01/20/12 – The Mexican Ministry of Public Security (Secretaría de Seguridad Pública, SSP) announced today the capture of Eduardo Ávila Ojeda, 34, in Culiacán, which is in northern Mexico. Ávila, known as “El Lalo,” is one of the Sinaloa cartel’s top arms smugglers. SSP called Ávila “one of the main introducers to the country of firearms, cartridges and explosives.” SSP also reported that Ávila’s capture was the result of intelligence gathered from the December arrest of Ramiro Rivera Rendon, “El Ramy,” of the Sinaloa cartel.

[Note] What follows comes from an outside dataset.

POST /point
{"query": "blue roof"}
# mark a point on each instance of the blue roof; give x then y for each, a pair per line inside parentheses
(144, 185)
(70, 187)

The capture was relatively quiet for a high profile arms trafficker for the Sinaloa cartel. Ávila was found with three cell phones, three credit cards, and two driver’s licenses issued by the Sinaloa government, as well as four bank deposit receipts, photographs, and a ticket from the Federal Electoral Institute (Instituto Federal Electoral, IFE). After the capture, Ávila was transferred to Mexico City and handed over to the Attorney General’s Office (Procuraduría General de la República, PGR).
The news of the top Sinaloa cartel’s arms trafficker comes at the same time that the U.S. Department of Justice’s Bureau of Alcohol, Tobacco, Firearms and Explosives’s (ATF) infamous “Fast and Furious” fiasco endures more criticism and headlines. Yesterday, an Arizona federal prosecutor subpoenaed to testify to Congress about the program claimed Fifth Amendment protections prevent him from testifying as it would be ‘self-incriminating.’ The “Fast and Furious” plot was decried for allowing “gunwalking” to Mexico and supplying an estimated 2,000 firearms to Mexican cartels, including AK-47 assault rifles. Since the break of the scandal in March 2011, Mexican President Felipe Calderón has maintained that the weapons used by drug traffickers overwhelmingly come from the United States through illegal trafficking.